Sunday, April 26, 2009
"Let the beauty you love be what you do.
There are a thousand ways to kneel and kiss the earth." –Rumi
I walked a labyrinth yesterday. Walking a labyrinth, as I just learned, is an ancient tradition that is shared by just about every major religious tradition (Greek, Celtic, Mayan, Native American, and others).
This geometric form defines a sacred space, and the walking of it represents the act of pilgrimage. And so I walked, twice in the context of my retreat weekend. The first time I walked, I walked largely out of curiosity. I had not yet seen Bethany’s labyrinth nor experienced it, so I wanted to check it out. I walked with my camera in hand, took photographs, and figured out the doing of it. Quickly, I realized this was no sight-seeing experience, and that the discipline of taking this circuitous path could be deeply meditative. The second time I walked, I stepped deliberatively (having read the brochure on the meaning and the manner of walking the labyrinth). I took nothing with me, so my hands were free, my heart open, and my mind un-tethered. And I understood the intention of this winding design--an offering of time and space for meditation, prayer, centering and reflection. I shall return.
Saturday, April 18, 2009
Next weekend, I will be retreating, driving away from home and into the mountains about an hour away to spend two days with about two dozen women at one of my favorite places--Bethany Retreat Center. Bethany, a contemplative community and center, was born and raised by an amazing woman, Sister Therese Dush, who is one of the most inspiring women I have ever met. To prepare, I, along with the rest of the planning committee, met this morning to stuff retreat folders and tie up last minute details. The retreat theme focuses on transforming ones mind, and our symbol is the butterfly, so I did some crocheting this week, hooking up some butterflies. Crocheting is one skill I can honestly say I taught myself by just following easy-to-read directions. I have enjoyed simple crochet projects occasionally (like a granny square afghan), and knowing how to crochet has helped me finish off many a knitting project. I once did a lot of cross stitch embroidery and recently, have considered bringing out my old needles and floss. I also have done crewel work and some needlepoint. And now with my latest foray back to sewing, I suppose I can honestly claim a certain expertise in the needle arts which gives me a modicum of feminine (and feminist!) pride. However, knitting is still my favorite among all the needle arts and the lure of new yarns and patterns to conquer remains as the strongest siren call to my hands.
Friday, April 10, 2009
One of my favorite things to knit is socks, perhaps because rarely am I disappointed in how they turn out, AND they are just so darn practical. I have a draw full of my own hand knit socks, which I wear daily after discarding sandals in the fall. Socks seem so forgiving. They hide under jeans, yet create a funky presence when padding shoeless around the house. If they stretch out, I just wash them, throwing them briefly in the dryer before blocking them on a towel. I don't have to wash them after every wearing, they are certainly more colorful and unique than generic, store bought socks, and I feel a certain sense of permanence wearing footwear knit on size 1 or 2 needles (the equivalent of a bamboo skewer). They wear well, yet if they do wear out, I simply make another pair.

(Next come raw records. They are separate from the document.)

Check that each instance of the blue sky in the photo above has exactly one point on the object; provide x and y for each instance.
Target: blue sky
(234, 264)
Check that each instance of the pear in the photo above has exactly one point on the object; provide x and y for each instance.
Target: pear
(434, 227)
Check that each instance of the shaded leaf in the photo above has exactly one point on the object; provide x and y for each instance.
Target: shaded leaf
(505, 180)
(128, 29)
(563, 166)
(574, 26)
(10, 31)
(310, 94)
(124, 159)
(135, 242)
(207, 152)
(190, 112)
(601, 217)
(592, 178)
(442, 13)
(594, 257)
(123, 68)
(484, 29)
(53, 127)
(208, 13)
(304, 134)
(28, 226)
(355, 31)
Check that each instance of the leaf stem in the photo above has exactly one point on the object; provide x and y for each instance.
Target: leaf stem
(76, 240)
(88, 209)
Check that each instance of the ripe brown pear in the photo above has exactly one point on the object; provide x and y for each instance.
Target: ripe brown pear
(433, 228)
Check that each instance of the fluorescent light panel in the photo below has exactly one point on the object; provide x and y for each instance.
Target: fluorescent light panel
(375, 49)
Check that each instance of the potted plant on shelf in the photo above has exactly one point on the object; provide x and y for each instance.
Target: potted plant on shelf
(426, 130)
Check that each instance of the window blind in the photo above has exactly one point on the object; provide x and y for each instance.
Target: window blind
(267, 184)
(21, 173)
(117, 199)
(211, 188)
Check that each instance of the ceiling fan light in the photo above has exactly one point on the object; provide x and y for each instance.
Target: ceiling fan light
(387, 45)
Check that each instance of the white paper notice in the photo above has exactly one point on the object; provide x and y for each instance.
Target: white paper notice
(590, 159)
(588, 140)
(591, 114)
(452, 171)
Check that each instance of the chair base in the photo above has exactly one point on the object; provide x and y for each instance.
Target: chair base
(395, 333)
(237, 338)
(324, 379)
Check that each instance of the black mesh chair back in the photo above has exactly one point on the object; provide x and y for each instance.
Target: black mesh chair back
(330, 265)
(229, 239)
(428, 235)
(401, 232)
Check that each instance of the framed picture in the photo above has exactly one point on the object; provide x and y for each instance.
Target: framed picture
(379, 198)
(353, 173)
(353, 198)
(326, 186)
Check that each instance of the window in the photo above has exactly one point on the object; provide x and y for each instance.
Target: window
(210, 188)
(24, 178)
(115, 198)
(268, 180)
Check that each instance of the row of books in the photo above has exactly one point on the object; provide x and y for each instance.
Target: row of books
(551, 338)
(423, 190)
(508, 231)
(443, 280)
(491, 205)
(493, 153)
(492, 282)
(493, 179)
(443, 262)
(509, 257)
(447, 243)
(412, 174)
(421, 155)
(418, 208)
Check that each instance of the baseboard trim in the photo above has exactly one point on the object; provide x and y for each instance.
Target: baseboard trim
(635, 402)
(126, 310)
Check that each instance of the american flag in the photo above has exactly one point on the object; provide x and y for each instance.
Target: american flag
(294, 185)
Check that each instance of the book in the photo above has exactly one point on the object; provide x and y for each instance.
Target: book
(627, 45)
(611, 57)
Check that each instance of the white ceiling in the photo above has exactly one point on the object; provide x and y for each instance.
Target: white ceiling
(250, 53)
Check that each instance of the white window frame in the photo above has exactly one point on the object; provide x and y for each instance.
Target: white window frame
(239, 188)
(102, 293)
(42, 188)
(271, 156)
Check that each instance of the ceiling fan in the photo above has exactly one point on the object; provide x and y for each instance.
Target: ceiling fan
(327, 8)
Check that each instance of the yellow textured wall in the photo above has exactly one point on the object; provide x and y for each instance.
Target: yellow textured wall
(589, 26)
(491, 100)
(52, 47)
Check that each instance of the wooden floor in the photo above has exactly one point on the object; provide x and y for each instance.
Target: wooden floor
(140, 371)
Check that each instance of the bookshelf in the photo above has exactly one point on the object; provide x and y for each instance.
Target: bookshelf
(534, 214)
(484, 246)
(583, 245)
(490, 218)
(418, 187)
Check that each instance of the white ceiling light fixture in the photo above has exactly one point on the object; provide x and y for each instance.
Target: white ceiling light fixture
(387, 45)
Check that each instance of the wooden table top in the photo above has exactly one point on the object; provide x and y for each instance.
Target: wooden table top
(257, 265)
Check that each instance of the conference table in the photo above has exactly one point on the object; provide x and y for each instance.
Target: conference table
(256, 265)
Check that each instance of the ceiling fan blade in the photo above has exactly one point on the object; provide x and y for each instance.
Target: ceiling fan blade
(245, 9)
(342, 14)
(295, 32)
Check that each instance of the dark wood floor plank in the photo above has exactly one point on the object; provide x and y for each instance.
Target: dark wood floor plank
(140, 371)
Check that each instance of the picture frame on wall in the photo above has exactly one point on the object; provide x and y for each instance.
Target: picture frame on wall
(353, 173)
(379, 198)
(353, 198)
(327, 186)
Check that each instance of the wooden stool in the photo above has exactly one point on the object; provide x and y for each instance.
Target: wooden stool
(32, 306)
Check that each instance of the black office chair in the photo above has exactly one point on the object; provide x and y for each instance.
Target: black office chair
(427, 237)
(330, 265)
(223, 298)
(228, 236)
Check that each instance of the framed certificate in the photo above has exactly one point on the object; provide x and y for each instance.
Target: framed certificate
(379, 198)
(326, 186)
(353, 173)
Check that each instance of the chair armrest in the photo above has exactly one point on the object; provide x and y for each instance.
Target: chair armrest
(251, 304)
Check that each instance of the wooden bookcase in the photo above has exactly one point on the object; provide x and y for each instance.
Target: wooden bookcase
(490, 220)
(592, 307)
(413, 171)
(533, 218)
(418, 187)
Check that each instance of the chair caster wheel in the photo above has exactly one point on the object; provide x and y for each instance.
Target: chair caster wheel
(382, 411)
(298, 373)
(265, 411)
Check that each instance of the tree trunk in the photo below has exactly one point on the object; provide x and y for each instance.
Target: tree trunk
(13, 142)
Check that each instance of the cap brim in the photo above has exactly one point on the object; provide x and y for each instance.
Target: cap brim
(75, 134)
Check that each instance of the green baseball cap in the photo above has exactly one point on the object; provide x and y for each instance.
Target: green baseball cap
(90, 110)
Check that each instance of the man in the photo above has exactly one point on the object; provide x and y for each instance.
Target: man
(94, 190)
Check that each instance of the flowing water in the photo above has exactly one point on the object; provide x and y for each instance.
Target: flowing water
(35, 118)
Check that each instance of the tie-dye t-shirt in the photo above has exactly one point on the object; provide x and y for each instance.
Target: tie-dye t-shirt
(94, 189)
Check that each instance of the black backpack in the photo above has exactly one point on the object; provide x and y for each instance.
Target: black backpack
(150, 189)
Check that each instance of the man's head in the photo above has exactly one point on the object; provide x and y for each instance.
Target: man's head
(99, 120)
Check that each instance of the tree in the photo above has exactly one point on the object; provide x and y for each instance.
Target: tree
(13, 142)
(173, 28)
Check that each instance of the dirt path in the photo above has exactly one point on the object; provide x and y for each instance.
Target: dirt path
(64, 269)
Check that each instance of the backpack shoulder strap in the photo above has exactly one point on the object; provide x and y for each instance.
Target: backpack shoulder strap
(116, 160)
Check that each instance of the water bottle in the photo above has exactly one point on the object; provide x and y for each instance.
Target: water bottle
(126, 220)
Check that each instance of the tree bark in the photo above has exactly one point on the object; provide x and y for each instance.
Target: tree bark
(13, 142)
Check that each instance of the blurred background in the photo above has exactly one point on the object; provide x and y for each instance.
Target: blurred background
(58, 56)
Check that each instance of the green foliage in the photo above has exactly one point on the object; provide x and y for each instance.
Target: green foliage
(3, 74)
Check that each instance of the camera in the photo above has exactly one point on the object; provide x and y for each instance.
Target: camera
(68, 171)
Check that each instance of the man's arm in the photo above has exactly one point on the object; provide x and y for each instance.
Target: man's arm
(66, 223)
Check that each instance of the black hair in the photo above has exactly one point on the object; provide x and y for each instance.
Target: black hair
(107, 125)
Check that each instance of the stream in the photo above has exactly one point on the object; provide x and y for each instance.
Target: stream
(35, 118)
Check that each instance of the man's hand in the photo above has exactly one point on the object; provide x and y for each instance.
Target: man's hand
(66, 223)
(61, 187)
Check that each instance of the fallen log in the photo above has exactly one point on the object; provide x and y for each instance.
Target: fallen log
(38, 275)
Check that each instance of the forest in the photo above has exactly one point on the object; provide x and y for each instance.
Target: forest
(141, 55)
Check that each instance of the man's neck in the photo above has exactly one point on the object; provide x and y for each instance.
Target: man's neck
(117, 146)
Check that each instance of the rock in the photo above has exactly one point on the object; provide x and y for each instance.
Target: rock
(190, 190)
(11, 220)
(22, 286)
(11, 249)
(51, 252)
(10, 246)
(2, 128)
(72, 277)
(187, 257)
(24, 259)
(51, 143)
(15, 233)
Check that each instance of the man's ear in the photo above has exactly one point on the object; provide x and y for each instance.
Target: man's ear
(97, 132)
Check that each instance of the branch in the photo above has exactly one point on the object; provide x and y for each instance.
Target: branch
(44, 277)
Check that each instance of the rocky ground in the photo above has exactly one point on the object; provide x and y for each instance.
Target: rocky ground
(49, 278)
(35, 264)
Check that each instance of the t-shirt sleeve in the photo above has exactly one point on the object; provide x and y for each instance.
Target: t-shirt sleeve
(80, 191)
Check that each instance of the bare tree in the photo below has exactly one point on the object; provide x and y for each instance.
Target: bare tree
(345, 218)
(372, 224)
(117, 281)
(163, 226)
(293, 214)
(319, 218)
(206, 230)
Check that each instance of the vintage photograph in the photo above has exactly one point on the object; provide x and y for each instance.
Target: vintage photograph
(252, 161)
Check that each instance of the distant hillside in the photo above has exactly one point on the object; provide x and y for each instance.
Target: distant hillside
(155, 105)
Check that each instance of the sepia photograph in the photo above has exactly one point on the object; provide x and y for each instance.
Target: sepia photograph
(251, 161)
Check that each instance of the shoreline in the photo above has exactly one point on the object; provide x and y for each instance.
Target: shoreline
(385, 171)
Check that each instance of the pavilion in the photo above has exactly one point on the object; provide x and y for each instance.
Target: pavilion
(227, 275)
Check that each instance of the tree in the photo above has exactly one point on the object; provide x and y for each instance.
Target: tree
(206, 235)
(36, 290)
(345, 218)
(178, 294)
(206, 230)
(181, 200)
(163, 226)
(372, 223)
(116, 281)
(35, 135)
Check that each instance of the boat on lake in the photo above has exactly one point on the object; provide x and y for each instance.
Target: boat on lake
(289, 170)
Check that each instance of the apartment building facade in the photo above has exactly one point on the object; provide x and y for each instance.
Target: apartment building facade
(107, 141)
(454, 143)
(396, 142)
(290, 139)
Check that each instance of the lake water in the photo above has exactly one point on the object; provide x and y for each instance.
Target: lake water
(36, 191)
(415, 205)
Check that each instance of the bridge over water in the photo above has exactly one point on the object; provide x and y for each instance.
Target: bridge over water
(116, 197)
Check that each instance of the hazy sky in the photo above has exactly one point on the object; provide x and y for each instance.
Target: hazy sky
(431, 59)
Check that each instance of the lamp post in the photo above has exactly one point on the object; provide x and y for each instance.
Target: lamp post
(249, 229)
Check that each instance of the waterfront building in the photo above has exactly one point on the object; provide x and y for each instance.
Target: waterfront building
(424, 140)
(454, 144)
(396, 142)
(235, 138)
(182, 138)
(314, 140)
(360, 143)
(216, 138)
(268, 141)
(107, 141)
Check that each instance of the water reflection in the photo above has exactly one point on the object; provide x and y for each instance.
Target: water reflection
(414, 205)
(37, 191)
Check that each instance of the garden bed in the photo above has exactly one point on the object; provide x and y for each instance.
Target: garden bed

My children like my socks too...or so they tell me. The year I learned to knit socks, I made everyone a pair for Christmas, creating a bit of sock overdose. This winter I decided that birthday socks are really a better idea--spread it out over the year (although we have series of March, April and May birthdays!). At any rate, to my children (and their spouses, both present and upcoming)...I hereby pledge that for your birthday every year from this time hence, you will receive a new pair of socks. It pays to read my blog! (And Jim, if you ever change your mind...you only need to say a word and a pair is yours!)
Here is the latest project...socks for Rob's 30th birthday from great yarn, KnitPicks Felici self striping yarn.
Sunday, April 5, 2009
Knitting has taught me to rip out (or as they call it in knitting circles, "frogging," as in "ripit...ripit"). Being willing to rip out is a good thing, because if I discover that I have goofed up a pattern or strayed off gauge, I readily acknowledge that it is worth the lost time and knitting to rip it out and then, try once again to do it right.
I encountered a similar situation yesterday with a sewing project, and my knitting wisdom served me well. I am still making those bedtime bags, featured in a previous post. The trickiest part of that project is applying iron-on letters, and Friday night while ironing on "Carter," the last "r" moved such that it smudged noticeably. The problem was I really didn't have enough fabric to cut another pocket of the same size. My choice--use the repaired smudgy one (I tried to reposition the letter and reapply, and it did work), or start over, redesigning the pocket. I decided upon the latter and actually am quite pleased with a new pocket idea, discovered by default. Later, with the same bag, I ran into another oops which ended up in me ripping out some stitching, recutting, and resewing. I am pleased with the result, but am even more pleased with my willingness to acknowledge what wasn't working and backpedal to "re" vision the product and the process.
Pretty much a life lesson, I think...
(Today would have been my father's 86th birthday; it is hard to believe he has been gone almost seven years. I miss him every day.)